Georg Eisel – In 1992, ANNA, the Association of National Numbering Agencies, was founded by 22 members. The self-imposed task began to offer the ISO standard 6166 an active international platform. ANNA has become a committed and recognised partner for various national and international financial and information services. Last but not least, a competent partner for the operational implementation of regulations and directives for more market transparency.
The development of further sets of rules, in accordance with the dynamic market requirements, was a central task and led to committed cooperation with ISO to update ISO 6166. In addition to the central task of the NNAs to determine and register the ISIN according to the rules for their jurisdiction, there was also the requirement to exchange this with the interested NNAs at the same time. Initially, this was done using traditional media such as TELEX, FAX, TELEPHONE.
Then in 1994, with the rapid development of global financial services, the operation of the first reference database, the Global ISIN Access Mechanism -GIAM-, was initiated. New members from the so-called emerging markets were integrated in a practice-oriented manner through special workshops. Usually, two general assemblies took place annually, often organised by new members. These meetings formed and supported the cohesion necessary for this task. A visionary and service-oriented community emerged. By the 2000s, ANNA was well established.
ANNA: What milestones after that do you think shaped its evolution?
Georg Eisel – By 2001, with the new ANNA Service Bureau, a significantly expanded quality control and timely support of the NNAs arose. GIAM had been replaced by a new global register of all financial instruments with the most important reference data. Innovative financial products demanded stringent regulations for market transparency and increased the requirements for the provision of ever faster and more complex services.

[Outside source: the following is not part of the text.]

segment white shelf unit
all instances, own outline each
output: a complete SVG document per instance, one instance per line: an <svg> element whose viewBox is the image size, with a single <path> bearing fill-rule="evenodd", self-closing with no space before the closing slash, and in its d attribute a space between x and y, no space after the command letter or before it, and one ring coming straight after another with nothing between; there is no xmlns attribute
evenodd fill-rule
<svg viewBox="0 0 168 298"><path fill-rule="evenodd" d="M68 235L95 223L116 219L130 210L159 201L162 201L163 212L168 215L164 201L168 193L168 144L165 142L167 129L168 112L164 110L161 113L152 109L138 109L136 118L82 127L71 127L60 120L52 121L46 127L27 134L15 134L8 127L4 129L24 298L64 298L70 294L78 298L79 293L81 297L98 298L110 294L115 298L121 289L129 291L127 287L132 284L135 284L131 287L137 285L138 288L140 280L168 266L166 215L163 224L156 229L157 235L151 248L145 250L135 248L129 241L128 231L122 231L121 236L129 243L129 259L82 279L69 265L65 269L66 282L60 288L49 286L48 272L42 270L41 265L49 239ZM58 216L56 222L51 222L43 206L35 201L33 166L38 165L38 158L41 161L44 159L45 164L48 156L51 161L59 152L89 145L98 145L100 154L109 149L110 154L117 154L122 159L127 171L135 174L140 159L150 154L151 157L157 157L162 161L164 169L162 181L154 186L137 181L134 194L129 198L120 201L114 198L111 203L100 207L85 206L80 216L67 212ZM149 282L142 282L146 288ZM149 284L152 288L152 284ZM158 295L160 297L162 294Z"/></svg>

In 2003, the availability of the ISIN was the prerequisite for an important milestone for the operational, binding introduction of the ISIN in Germany and Austria. Further standards had now become the ultimate companion of the ISIN. These were the CFI, the Classification of Financial Instruments and the FISN, Financial Instrument Short Name. Now the fundamental reference data was completely up-to-date and high quality, ready to be fed into the information service process chains.
Then in 2005, with the growing acceptance of the ISIN, ANNA increasingly qualified as a service provider in matters of data and services. The task of the board also consisted of moderating an often challenging coordination with market participants who were also ANNA members. A solid understanding of the members’ responsibility, derived from many years of working together, ensured the continuous growth of this organization. The number of members grew steadily, in line with the increasing globalisation of the financial markets.
ANNA: Where do you think ANNA will be needed in the future?
Georg Eisel – New market developments will determine the program. These also ensure the highly complex online issuing of ISINs for structured financial products with an extremely high frequency. A further expanded ANNA service office in London with a future-oriented computer system would ensure the necessary presence. It is hoped that this will continue to direct ANNA’s gaze into a challenging future.
The constant expansion and innovation of the financial markets will make ANNA forget in the future how quickly time flies, and it is to be allowed to grow older, but not to put on any moss.